Translation Memory

We are planning to migrate our legacy html data to XML, and hopefully DITA. Legacy data was created in RoboHelp HTML 2002. A big issue is the impact on existing Translation Memory.

We do in-house translation into 12 non-English languages. Translators use SDLX Trados and related Trados tools (Tag Editor) to localize from English source. Translators have an enormous existing Translation Memory for each language.

Is there a way to convert legacy English HTML to XML DITA and have Trados recognize the "content" as the same, even though all the tags and formatting will probably change in the conversion?

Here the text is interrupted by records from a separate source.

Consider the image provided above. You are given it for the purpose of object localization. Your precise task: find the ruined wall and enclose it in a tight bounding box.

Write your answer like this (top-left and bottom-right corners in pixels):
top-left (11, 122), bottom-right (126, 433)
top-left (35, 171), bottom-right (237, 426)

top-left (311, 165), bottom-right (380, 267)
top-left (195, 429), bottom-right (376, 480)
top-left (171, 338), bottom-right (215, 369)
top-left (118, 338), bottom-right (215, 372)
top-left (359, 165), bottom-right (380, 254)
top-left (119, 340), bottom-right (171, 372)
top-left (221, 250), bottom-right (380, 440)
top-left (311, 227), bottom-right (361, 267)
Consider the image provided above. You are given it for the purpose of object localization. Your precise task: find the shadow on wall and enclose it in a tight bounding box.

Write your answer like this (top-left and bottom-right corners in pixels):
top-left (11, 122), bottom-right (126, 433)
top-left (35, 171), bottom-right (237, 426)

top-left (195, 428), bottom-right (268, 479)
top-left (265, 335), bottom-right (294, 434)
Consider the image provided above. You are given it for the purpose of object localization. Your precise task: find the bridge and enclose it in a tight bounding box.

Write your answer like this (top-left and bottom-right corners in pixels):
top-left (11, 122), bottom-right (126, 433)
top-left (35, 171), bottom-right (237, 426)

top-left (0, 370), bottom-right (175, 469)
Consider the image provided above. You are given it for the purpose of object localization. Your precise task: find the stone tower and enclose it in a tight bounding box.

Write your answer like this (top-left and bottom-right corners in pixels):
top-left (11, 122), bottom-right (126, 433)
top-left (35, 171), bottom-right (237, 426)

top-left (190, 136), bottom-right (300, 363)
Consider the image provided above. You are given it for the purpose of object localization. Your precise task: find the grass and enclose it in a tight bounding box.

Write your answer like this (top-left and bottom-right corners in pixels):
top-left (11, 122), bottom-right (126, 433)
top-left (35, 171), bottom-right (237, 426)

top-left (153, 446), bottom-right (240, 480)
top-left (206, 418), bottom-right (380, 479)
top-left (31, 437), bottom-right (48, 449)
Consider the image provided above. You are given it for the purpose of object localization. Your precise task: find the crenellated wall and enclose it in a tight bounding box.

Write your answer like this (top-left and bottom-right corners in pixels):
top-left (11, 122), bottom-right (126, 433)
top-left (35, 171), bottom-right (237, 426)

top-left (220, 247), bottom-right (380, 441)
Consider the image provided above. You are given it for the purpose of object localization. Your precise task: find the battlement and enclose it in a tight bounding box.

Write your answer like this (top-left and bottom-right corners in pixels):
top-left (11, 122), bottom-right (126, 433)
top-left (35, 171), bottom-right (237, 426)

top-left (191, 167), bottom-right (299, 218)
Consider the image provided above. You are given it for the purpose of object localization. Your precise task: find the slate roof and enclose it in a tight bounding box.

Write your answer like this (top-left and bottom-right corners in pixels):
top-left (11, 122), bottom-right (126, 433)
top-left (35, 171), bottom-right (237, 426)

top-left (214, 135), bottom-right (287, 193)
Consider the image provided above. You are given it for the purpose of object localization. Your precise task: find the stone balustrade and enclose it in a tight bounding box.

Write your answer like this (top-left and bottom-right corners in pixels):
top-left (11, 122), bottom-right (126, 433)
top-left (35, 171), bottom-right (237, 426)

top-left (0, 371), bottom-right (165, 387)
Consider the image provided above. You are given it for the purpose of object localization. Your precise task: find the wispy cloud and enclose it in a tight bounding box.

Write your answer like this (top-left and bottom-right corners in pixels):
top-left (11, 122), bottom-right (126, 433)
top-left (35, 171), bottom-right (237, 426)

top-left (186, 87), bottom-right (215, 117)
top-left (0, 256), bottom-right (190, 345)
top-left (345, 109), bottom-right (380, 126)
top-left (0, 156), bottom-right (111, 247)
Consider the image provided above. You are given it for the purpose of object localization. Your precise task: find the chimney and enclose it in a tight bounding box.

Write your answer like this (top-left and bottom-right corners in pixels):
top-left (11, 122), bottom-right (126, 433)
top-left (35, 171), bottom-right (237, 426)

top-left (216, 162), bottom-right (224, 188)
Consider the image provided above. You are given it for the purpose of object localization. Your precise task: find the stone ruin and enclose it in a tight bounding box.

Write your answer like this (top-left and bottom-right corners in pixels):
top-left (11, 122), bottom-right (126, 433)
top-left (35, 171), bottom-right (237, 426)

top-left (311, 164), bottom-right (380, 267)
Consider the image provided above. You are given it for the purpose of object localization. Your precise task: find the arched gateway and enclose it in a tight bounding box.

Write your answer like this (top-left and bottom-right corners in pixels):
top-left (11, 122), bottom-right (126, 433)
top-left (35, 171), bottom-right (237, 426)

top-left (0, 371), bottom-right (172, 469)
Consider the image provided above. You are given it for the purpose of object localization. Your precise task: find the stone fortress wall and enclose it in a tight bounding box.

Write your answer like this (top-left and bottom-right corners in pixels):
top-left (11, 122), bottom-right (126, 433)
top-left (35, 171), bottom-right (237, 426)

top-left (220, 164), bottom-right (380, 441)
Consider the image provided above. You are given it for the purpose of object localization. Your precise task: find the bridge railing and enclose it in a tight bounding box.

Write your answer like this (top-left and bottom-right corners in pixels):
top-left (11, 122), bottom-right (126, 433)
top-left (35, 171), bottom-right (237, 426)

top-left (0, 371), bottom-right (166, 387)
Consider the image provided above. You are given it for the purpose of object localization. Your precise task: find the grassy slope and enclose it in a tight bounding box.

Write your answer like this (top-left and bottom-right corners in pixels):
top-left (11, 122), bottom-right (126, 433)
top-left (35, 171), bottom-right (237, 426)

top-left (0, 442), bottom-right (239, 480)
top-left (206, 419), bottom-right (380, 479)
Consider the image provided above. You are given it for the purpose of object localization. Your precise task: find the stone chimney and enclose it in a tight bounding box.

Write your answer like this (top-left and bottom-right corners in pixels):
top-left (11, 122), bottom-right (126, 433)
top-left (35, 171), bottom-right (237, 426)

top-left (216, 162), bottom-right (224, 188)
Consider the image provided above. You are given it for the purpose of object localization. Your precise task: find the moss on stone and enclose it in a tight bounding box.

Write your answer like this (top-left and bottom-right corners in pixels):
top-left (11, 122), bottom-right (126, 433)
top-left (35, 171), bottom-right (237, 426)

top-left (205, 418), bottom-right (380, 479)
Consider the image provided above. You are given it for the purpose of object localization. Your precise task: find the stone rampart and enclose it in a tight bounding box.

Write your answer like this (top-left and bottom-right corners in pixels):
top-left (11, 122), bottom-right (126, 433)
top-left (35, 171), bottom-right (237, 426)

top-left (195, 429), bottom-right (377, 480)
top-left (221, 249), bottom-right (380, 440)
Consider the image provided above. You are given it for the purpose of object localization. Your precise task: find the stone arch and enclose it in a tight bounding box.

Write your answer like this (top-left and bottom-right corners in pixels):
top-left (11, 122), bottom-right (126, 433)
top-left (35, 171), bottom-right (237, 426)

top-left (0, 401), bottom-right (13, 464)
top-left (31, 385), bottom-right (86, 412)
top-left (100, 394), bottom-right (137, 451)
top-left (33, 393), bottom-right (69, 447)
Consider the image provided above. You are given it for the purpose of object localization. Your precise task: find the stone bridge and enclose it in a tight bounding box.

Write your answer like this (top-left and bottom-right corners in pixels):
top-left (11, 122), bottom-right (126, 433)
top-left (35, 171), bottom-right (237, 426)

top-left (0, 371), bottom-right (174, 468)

How have others migrating to DITA handled the issue of corrupting existing Translation Memory in the process?

The path we are currently investigating involves converting a few sample files in English and a test language to XML DITA. Then using the converted test language, and Trados WinAlign, to create a new test language Translation Memory. Then running the English XML DITA topics through the test language Translation memory to see how it handles the English topics.

This path is extremely long and expensive, considering the number of topics and languages.

Any info, links, references to white papers etc, suggestions would be greatly appreciated.

Thanks

The DITA Translation TC has created a best practices document for migrating TM to a DITA environment. This can be viewed at: http://www.oasis-open.org/apps/org/workgroup/dita-translation/document.p...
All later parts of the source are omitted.